Michael Proctor

No. 14, 15
- Position: Quarterback

Personal information
- Born: July 14, 1967 Sylvester, Georgia, U.S.
- Died: February 11, 2026 (aged 58) Bourbonnais, Illinois, U.S.
- Listed height: 6 ft 4 in (1.93 m)
- Listed weight: 210 lb (95 kg)

Career information
- High school: Worth County (Sylvester)
- College: Murray State (1986–1989)
- NFL draft: 1990: undrafted

Career history
- New England Patriots (1990)*; Montreal Machine (1991); Cleveland Browns (1991)*; Montreal Machine (1992); Saskatchewan Roughriders (1993); Charlotte Rage (1994–1996);
- * Offseason and/or practice squad member only

Awards and highlights
- OVC Offensive Player of the Year (1989); 2× First-team All-OVC (1988–1989); Murray State Racers No. 11 retired;

Career AFL statistics
- Passing comp. / att.: 279 / 486
- Completion percentage: 57.4%
- Passing yards: 3,492
- TD–INT: 51–12
- Rushing touchdowns: 12
- Stats at ArenaFan.com

= Michael Proctor (gridiron football) =

American gridiron football player (1967–2026)

Michael Proctor (July 14, 1967 – February 11, 2026), nicknamed "the General", was an American professional football player who was a quarterback in the Arena Football League (AFL), World League of American Football (WLAF), and Canadian Football League (CFL). He played college football for the Murray State Racers.

==Early life==
Michael Proctor was born in Sylvester, Georgia, on July 14, 1967. He attended Worth County High School in Sylvester, Georgia.

==College career==
Proctor was a four-year starter for the Murray State Racers of Murray State University from 1986 to 1989. He earned All-Ohio Valley Conference (OVC) honors in both 1988 and 1989. He was also the OVC Offensive Player of the Year in 1989. Proctor passed for a school record 8,632 yards. He also set Murray State and OVC records in career yards with 9,886. He majored in safety engineering and health at Murray State, and graduated in 1990. He was inducted into the Murray State University Athletic Hall of Fame in 2000 and his number 11 has been retired by the football program. Proctor was nicknamed "The General" while at Murray State.

==Professional career==
Proctor signed with the New England Patriots in May 1990 after going undrafted in the 1990 NFL draft.
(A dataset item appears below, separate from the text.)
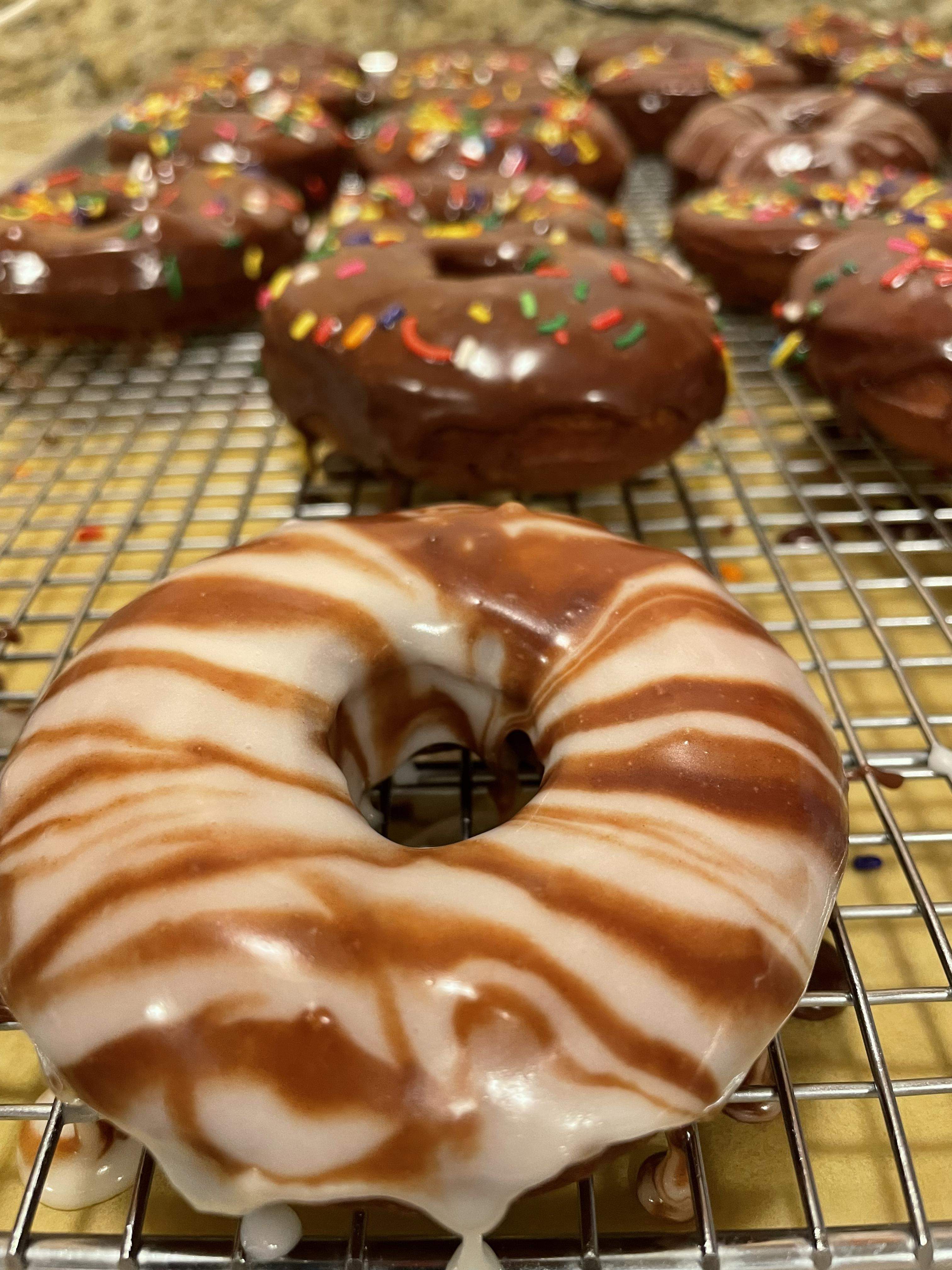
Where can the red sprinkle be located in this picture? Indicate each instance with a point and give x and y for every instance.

He was released on August 26, 1990.

He was the starter for the Montreal Machine of the World League of American Football from 1991 to 1992. He completed 107 of 224 passes (47.8%) for 1,222 yards, three touchdowns, and ten interceptions in 1991 while also rushing 41 times for 247 yards and two touchdowns and fumbling 15 times. The Machine finished the season with a 4–6 record. Proctor signed with the Cleveland Browns of the NFL in early June 1991. On August 14, 1991, it was reported that he had been cut by the Browns. He returned to the Machine in 1992, recording 113 completions on 193 passing attempts (58.5%) for 1,478 yards, eight touchdowns, and five interceptions, and 38 carries for 207 yards and four touchdowns.

Proctor was signed by the Saskatchewan Roughriders of the Canadian Football League in April 1993. He dressed in three games for the Roughriders during the 1993 season but did not record any statistics. He also spent part of the year on the practice roster.

He played in all 12 games for the Charlotte Rage of the Arena Football League in 1994, completing 76 of 130 passes	(58.5%) for	1,089 yards, 17	touchdowns, and three interceptions while also rushing for two touchdowns. He split time with Tony Kimbrough that year as the Rage finished 5–7. Proctor appeared in eight games in 1995, totaling 131	completions on 221 passing attempts (59.3%) for 1,539 yards, 18 touchdowns, and	seven interceptions, and three rushing touchdowns. He split time with Andy Kelly that season as the team went 5–7 for the second straight season. Proctor played in nine games during the 1996 season, completing 72	of 135 passes (53.3%) for 864 yards, 16	touchdowns, and two interceptions while also scoring three rushing touchdowns.

==Death==
Proctor died on February 11, 2026, aged 58.